- Culture
- 22 Oct 10
No wonder Police, Adjective scooped the FIPRESCI award and Un Certain Regard at last year’s Cannes film festival. Don’t miss it.
True film fans, by now, are accustomed to counting the days between Romanian releases. But Police, Adjective, a dazzling new dark comedy from director Corneliu Porumboiu (12:08 East of Bucharest) is something else again.

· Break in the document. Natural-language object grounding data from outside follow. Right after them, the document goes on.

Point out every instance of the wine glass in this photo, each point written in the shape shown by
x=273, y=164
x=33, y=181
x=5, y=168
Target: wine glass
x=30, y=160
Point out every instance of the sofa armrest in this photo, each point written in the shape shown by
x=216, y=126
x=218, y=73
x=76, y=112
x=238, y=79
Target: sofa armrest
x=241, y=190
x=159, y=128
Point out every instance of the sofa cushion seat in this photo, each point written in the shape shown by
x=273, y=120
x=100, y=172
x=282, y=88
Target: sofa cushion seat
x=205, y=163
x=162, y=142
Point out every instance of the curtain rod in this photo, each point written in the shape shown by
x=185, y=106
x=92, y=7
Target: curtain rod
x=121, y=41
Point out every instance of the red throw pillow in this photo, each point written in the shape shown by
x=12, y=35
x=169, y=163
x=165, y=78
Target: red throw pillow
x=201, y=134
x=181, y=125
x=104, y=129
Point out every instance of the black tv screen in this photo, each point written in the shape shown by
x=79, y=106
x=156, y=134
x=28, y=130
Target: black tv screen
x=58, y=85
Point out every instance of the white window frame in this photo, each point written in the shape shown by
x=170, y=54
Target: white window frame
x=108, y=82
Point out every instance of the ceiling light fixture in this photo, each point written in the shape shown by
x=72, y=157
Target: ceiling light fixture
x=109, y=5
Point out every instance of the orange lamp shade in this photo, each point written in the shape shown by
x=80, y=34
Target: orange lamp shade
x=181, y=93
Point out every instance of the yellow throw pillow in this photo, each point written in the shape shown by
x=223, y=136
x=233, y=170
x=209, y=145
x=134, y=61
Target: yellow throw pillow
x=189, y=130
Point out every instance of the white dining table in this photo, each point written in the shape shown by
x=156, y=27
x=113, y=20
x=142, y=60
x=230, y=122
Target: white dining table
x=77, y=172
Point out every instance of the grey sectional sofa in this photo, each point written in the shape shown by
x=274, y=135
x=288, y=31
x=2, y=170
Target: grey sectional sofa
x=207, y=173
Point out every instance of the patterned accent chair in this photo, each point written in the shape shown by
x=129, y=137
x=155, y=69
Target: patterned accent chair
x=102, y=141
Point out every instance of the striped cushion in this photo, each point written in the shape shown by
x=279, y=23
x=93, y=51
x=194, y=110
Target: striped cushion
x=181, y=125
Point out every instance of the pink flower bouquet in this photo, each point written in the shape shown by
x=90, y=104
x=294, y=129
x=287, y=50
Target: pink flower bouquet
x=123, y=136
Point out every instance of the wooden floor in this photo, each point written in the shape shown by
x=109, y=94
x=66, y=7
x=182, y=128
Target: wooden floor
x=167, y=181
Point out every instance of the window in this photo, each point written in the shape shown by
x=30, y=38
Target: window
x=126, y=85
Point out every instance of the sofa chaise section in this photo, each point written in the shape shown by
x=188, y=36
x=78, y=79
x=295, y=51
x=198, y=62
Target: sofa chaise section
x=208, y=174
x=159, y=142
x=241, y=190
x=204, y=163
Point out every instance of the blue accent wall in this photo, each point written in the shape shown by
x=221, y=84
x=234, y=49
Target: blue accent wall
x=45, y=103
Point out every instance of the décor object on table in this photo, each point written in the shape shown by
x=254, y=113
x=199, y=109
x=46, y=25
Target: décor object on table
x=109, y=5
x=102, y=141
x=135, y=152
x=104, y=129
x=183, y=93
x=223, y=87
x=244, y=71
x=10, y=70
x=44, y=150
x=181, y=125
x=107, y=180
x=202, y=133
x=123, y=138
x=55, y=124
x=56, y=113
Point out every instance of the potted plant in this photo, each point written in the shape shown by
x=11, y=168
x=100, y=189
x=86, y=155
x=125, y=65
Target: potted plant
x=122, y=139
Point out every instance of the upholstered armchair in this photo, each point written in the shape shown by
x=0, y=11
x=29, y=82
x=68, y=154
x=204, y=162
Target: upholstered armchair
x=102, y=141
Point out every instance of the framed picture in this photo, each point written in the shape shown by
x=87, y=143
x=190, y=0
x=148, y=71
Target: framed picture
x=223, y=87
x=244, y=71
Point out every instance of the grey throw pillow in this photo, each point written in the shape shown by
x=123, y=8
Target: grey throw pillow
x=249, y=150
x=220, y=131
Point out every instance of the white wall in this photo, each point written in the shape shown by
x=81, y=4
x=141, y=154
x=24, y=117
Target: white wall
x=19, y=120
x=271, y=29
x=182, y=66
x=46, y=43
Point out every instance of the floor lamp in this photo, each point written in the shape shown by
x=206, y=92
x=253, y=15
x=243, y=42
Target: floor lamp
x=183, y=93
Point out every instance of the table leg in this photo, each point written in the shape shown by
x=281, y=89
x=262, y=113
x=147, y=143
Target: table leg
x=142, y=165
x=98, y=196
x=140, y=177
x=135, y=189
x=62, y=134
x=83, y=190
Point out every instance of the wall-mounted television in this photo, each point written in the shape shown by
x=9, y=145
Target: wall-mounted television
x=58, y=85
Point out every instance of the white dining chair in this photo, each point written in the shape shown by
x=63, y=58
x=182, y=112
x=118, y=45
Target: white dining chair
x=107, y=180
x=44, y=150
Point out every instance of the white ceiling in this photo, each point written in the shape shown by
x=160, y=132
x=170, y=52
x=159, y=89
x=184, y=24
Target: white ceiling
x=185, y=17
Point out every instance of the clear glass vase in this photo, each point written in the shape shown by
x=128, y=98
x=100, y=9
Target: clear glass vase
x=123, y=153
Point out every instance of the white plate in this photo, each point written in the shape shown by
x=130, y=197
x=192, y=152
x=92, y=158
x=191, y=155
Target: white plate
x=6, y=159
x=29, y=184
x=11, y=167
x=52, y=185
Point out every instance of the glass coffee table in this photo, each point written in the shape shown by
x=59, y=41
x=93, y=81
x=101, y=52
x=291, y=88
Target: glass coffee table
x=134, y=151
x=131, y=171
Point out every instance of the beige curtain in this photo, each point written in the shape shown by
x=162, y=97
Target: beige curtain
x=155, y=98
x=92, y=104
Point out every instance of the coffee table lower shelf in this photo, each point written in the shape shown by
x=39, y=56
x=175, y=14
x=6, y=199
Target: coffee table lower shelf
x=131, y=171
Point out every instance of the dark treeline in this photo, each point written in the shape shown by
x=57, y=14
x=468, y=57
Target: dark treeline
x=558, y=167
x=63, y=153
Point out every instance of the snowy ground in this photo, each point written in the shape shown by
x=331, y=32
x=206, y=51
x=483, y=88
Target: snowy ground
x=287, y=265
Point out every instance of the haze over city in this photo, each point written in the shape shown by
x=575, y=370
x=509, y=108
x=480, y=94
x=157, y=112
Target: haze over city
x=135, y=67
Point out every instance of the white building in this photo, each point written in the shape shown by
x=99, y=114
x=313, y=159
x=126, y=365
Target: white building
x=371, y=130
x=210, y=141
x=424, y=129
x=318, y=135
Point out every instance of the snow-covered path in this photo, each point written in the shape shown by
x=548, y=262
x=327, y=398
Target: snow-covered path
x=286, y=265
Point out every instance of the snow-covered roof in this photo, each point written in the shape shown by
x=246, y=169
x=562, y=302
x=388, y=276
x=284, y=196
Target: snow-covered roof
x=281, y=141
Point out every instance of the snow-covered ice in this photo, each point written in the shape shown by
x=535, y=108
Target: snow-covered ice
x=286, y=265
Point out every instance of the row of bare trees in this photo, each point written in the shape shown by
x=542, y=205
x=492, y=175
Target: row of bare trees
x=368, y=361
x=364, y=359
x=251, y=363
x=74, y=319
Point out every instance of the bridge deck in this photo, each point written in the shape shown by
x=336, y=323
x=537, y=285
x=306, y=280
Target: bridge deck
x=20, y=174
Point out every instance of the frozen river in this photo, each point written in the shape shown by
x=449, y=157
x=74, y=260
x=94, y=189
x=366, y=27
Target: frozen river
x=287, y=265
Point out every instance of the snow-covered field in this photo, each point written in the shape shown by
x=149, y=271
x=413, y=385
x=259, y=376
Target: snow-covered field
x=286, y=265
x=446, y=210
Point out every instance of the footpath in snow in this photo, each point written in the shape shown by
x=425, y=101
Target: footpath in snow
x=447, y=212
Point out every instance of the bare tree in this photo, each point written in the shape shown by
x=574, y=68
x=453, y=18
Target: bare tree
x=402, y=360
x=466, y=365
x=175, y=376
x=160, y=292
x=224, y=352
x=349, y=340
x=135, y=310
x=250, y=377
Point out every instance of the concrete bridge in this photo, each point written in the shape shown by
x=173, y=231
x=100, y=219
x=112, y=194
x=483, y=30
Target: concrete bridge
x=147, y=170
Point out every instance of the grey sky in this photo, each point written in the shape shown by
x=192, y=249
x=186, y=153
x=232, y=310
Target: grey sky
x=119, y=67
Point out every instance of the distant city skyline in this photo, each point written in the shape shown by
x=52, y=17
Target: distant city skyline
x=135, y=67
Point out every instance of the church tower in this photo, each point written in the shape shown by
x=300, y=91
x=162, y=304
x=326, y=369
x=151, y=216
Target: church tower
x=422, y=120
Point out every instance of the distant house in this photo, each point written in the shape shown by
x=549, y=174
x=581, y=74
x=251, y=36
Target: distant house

A funny, thought-provoking detective story delivered in deceptively casual vérité, this brilliant freewheeling film concerns a dedicated young detective assigned to watch a teenage boy for the heinous crime of smoking pot.
The cop, who feels the offence is far too minor to warrant prosecution, tries to reason with his superiors: “In the Czech Republic they smoke in the street,” he shrugs. “I’m convinced I a few years the law will change here too.” Denizens of oppressive states where even concoctions thrown together from dandelions and cloves may well smile and shake their weary heads at his naïveté.
What happens next is both banal and farcical. It hardly matters that the policeman’s conscience is troubled or that the evidence is entirely circumstantial. In the ludicrous world of legal bureaucracy, there’s no room for sense or rational thinking. The film’s playful use of language furthers the notion that we’re stuck in an illogical mobius loop.
No wonder Police, Adjective scooped the FIPRESCI award and Un Certain Regard at last year’s Cannes film festival and many other gongs since. Don’t miss it.